One hundred thirty-six patients (73%) had a uterine size estimated by both examiners. In 127 of these patients (93%), 1 of the examiners estimated the size to be 12 cm or less. The differences in estimated size for individual patients ranged between 0 and 10 cm, and the second examiner's estimate was within 2 cm of the first examiner's estimate in only 76 patients (60%) (figure).

In 372 individual examinations, the physician identified the examination as limited in 137 (37%). About half the patients (95/186 [51%]) had at least 1 element of a limited examination, according to 1 or both physicians. “Unable to determine” was noted for each variable between 1.7% and 9.4% of responses. Obesity was identified as the limiting factor in 63% of these examinations, and pain, anxiety, and retroversion were identified as the limiting factor in 21%, 8%, and 6% of examinations, respectively.
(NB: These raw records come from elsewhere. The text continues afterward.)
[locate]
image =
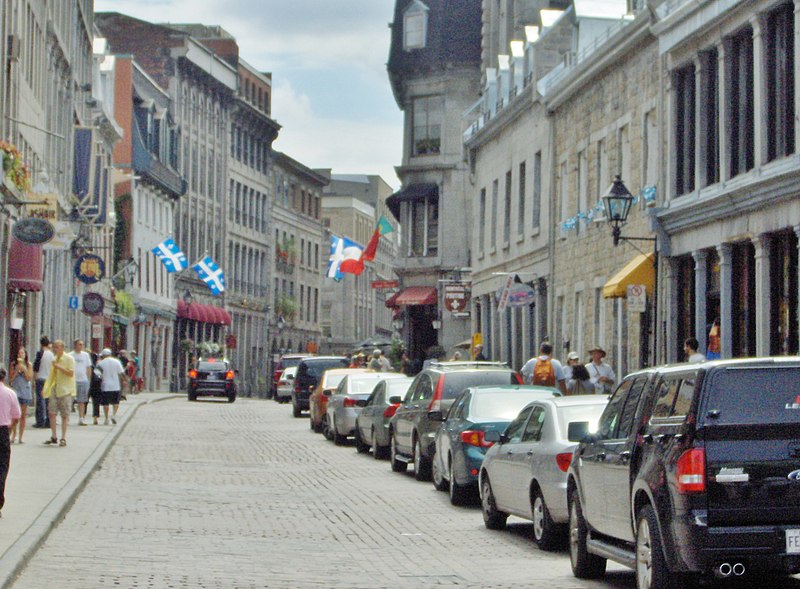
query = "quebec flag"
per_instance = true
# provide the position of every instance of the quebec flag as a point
(209, 272)
(344, 257)
(171, 255)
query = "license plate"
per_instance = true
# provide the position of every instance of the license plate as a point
(792, 541)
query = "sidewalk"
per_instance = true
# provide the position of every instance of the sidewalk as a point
(44, 480)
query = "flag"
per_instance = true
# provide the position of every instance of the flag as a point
(171, 255)
(383, 228)
(209, 272)
(345, 255)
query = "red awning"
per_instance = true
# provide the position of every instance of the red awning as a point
(416, 295)
(24, 266)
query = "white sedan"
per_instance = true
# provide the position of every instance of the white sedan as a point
(525, 472)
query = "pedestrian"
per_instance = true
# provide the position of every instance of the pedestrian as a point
(41, 370)
(580, 383)
(690, 349)
(59, 389)
(544, 370)
(9, 415)
(113, 375)
(83, 375)
(20, 375)
(602, 375)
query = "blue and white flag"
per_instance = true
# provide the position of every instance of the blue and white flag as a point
(209, 272)
(345, 254)
(171, 255)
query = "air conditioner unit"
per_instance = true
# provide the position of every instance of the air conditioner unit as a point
(12, 48)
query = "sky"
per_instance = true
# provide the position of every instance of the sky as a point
(331, 92)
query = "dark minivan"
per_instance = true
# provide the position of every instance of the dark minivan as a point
(308, 372)
(694, 471)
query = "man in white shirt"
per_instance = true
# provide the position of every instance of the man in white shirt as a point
(83, 374)
(600, 373)
(111, 384)
(41, 370)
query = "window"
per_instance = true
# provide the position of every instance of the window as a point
(521, 200)
(739, 56)
(779, 74)
(427, 116)
(683, 91)
(507, 210)
(415, 26)
(536, 205)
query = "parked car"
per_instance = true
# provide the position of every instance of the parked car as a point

We compared differences in the percentage of agreement and percentage of positive agreement between subjects for whom the examination was recorded as limited and those for whom it was not. As expected, the physicians appeared to be more reliable for those patients in whom neither thought the examination was limited, but percentage of positive agreement remained poor (<50% for all variables) and was not improved in 2 of the 4.
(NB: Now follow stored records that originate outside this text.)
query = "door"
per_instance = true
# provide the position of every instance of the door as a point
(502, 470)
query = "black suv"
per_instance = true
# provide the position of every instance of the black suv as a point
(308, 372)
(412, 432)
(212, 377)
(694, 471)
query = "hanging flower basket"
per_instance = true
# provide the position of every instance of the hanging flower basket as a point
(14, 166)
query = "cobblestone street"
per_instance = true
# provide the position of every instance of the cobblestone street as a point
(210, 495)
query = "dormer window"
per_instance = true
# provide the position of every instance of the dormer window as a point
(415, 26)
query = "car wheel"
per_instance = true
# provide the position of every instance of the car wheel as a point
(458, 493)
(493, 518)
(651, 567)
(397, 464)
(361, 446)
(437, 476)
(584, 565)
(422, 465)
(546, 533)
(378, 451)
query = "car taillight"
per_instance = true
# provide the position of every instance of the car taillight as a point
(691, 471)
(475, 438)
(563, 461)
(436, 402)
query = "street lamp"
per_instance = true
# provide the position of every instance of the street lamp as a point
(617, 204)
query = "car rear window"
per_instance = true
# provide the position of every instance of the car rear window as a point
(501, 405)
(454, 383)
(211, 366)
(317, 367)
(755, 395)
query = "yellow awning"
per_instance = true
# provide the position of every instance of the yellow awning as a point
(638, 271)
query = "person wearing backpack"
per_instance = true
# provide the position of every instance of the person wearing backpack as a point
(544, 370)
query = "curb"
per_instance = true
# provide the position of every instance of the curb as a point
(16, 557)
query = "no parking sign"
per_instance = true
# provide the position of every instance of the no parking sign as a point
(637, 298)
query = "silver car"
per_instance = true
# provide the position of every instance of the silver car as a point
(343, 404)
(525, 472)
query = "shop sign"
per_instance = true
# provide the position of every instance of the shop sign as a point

Research assistants recorded the time between physician examinations for 95% of study patients. Timing of the examinations did not have a large effect on reliability because the percentage of positive agreement for examinations performed within 20 minutes was statistically similar to those performed more than 20 minutes apart: 13% to 37% and 25% to 36%, respectively.

To evaluate the effect of multiple examinations on examination findings, we calculated the incidence of positive findings for each variable on first and second examinations. For each variable, there was no significant difference in the incidence of positive findings for first versus second examinations (table 3).

Table 3
Incidence of positive findings for first and second examination*


In our study, interobserver reliability of bimanual pelvic examination performed by emergency physicians in EDs was poor. Emergency physicians perform such examinations and make patient care decisions based on examination findings regularly, perhaps to a degree greater than any other nongynecologic specialist. Results in this group of physicians should, therefore, be relevant to other generalist specialties. They should not be taken to mean that reliability is also poor among experts, such as gynecologists (although reliability of the bimanual examination among gynecologists has never been reported).

Many possible explanations can account for why bimanual examination performed unreliably among our subjects. First, examining physicians may have different definitions of what constitutes an adnexal mass or adnexal tenderness. Differences in examination findings may simply reflect inadequate medical school and residency teaching of pelvic examination. It may be possible to improve reliability by standardizing the instruction of bimanual examination and strictly defining abnormal and normal (“positive” and “negative”) findings. For teaching purposes, examinations done by students and residents would need to be repeated or performed under direct supervision by attending physicians and the results discussed. Because more than 90% of the patients approached during this study consented to having a second examination, re-examination for teaching purposes is feasible. If the pelvic examination is indeed a good “test” to evaluate female pelvic symptoms, then reliability should be good after uniform teaching of the examination process.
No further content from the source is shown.